Le film est bavard, lyrique, parfois hystérique, mais la caméra de Xavier Dolan a su divinement capter les regards d’une cérémonie d’adieu qui vire au chaos. L’intensité dramatique est à son comble. On est bouleversés.  
Elle

Faire jouer à ces acteurs-là (sans oublier Léa Seydoux), tous célèbres et rayonnants, une partition aussi noire, radicale et minoritaire, d’un dramaturge plutôt méconnu, voilà un geste artistique fort et ambitieux. Une manière exemplaire d’entretenir la flamme de la cinéphilie.
Télérama

Le Québécois s’est mis en danger avec ce nouveau film : adaptation d’une pièce de théâtre, un casting de stars françaises… Pari réussi : la magie Dolan fait son œuvre, une nouvelle fois.
Culture Box – France Télévisions

SYNOPSIS

Après douze ans d’absence, un écrivain retourne dans son village natal pour annoncer à sa famille sa mort prochaine.
Ce sont les retrouvailles avec le cercle familial où l’on se dit l’amour que l’on se porte à travers les éternelles querelles, et où l’on dit malgré nous les rancoeurs qui parlent au nom du doute et de la solitude.

CRITIQUE

Ce sixième long métrage de Xavier Dolan est aussi le premier où nul accent québécois ne retentit — les acteurs sont tous français. Il y a déjà un petit miracle dans la préservation du style du cinéaste sans sa signature sonore la plus repérable. L’équilibre, plutôt le déséquilibre, entre outrance et acuité, entre drame et comédie, qui a fait l’éclat des films précédents, est bien là, tout de suite, mais dans une autre « musique ». Presque une langue différente.

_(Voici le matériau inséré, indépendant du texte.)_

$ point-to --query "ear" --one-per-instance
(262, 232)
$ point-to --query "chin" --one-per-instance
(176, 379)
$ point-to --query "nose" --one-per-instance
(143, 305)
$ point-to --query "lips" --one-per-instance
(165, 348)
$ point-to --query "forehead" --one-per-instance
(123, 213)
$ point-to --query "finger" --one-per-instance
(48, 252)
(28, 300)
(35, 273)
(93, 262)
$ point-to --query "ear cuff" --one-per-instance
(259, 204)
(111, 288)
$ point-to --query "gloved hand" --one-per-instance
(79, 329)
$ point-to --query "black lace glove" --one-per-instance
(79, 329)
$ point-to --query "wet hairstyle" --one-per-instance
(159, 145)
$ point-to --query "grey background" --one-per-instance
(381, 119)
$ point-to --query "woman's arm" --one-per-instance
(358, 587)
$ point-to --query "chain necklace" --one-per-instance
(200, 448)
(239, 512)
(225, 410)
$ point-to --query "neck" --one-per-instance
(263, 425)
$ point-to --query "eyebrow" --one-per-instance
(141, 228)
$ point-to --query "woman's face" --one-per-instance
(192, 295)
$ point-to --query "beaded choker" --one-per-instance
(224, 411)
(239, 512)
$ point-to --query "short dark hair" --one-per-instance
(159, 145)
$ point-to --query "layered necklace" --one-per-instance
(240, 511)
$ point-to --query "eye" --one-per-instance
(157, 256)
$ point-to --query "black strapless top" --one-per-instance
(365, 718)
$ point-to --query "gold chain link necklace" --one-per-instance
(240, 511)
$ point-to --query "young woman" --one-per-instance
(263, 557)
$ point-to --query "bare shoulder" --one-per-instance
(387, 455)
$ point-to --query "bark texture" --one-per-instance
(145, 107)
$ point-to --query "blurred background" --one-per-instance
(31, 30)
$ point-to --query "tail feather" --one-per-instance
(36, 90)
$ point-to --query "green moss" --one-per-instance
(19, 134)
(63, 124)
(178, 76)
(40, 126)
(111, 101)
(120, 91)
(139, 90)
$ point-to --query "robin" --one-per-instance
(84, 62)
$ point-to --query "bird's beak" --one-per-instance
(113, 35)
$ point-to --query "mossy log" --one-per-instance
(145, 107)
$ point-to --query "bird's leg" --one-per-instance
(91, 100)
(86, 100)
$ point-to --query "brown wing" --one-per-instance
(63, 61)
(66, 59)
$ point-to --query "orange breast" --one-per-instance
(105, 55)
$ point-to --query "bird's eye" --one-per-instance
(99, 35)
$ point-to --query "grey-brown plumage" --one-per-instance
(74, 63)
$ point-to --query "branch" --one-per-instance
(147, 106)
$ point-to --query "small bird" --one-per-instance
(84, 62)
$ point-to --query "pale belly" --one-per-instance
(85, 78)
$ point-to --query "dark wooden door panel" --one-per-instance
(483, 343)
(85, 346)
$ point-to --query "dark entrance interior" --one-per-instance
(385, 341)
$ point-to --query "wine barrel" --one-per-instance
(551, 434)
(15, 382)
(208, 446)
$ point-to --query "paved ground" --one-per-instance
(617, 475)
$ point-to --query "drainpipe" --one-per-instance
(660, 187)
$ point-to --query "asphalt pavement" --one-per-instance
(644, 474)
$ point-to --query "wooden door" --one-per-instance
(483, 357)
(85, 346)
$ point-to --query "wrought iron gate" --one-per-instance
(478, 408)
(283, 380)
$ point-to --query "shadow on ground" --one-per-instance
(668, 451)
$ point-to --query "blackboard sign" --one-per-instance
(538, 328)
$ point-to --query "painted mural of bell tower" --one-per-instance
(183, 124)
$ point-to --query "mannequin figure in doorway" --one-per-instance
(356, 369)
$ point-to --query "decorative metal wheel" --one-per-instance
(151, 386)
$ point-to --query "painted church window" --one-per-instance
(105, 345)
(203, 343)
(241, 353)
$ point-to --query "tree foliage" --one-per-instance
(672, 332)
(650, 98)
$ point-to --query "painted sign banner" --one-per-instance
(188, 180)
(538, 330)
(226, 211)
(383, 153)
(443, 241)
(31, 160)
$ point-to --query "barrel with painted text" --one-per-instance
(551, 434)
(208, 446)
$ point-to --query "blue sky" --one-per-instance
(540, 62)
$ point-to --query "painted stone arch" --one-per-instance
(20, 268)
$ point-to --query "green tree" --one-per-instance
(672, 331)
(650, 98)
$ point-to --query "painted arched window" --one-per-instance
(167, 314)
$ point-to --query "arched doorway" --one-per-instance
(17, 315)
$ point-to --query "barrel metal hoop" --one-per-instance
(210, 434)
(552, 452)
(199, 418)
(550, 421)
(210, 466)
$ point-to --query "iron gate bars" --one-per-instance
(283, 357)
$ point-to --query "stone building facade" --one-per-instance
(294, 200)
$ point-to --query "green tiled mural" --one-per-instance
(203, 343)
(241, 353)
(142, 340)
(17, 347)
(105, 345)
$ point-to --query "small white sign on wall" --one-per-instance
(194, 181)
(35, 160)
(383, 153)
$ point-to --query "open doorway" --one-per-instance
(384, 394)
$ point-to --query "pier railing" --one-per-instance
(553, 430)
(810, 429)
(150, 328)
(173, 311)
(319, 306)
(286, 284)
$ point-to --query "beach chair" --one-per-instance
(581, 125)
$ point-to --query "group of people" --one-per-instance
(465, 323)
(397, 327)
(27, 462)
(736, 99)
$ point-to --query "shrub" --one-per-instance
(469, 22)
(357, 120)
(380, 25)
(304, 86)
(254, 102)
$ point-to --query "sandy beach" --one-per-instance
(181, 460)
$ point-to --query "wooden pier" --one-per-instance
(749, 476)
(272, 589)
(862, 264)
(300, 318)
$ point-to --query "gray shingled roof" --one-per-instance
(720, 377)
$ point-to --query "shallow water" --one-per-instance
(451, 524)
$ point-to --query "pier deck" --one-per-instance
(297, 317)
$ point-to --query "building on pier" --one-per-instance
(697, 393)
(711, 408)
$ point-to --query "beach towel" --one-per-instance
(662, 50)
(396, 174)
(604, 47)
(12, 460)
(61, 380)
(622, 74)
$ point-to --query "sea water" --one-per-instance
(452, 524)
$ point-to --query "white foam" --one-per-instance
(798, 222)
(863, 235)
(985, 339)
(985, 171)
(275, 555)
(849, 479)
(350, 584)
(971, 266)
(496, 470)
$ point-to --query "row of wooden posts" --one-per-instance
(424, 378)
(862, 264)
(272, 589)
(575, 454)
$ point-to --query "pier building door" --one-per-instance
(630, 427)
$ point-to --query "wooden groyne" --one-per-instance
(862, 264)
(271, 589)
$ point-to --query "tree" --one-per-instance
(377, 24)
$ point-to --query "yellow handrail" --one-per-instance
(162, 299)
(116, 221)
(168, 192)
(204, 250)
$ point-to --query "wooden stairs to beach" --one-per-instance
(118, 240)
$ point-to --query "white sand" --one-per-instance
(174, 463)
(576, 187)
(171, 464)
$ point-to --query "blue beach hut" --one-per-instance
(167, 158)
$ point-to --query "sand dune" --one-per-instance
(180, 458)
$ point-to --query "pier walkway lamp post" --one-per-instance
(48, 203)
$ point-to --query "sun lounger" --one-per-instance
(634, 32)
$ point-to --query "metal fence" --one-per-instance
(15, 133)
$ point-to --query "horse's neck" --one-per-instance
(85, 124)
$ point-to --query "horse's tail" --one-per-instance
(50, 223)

D’emblée, il y a aussi la force de la pièce de Jean-Luc Lagarce que Xavier Dolan adapte, en la modifiant beaucoup. Avec ce texte reviennent, en filigrane, les douleurs d’une époque déjà lointaine, où il était fréquent de mourir du sida — comme Lagarce, en 1995. Et où l’homophobie, plus virulente encore qu’aujourd’hui, déchirait les familles concernées. Même gommé (l’action se situe « quelque part, il y a quelque temps »), ce contexte infuse le film.

Le héros (Gaspard Ulliel, doux et fantomatique), 34 ans, revient dans sa modeste famille provinciale, avec le projet d’annoncer sa mort prochaine. Il n’a pas vu sa mère, son frère aîné ni sa petite soeur depuis douze ans. Il n’a jamais rencontré sa belle-soeur, même à l’occasion de la naissance de ses neveux. Il écrit pour le théâtre, dans la capitale.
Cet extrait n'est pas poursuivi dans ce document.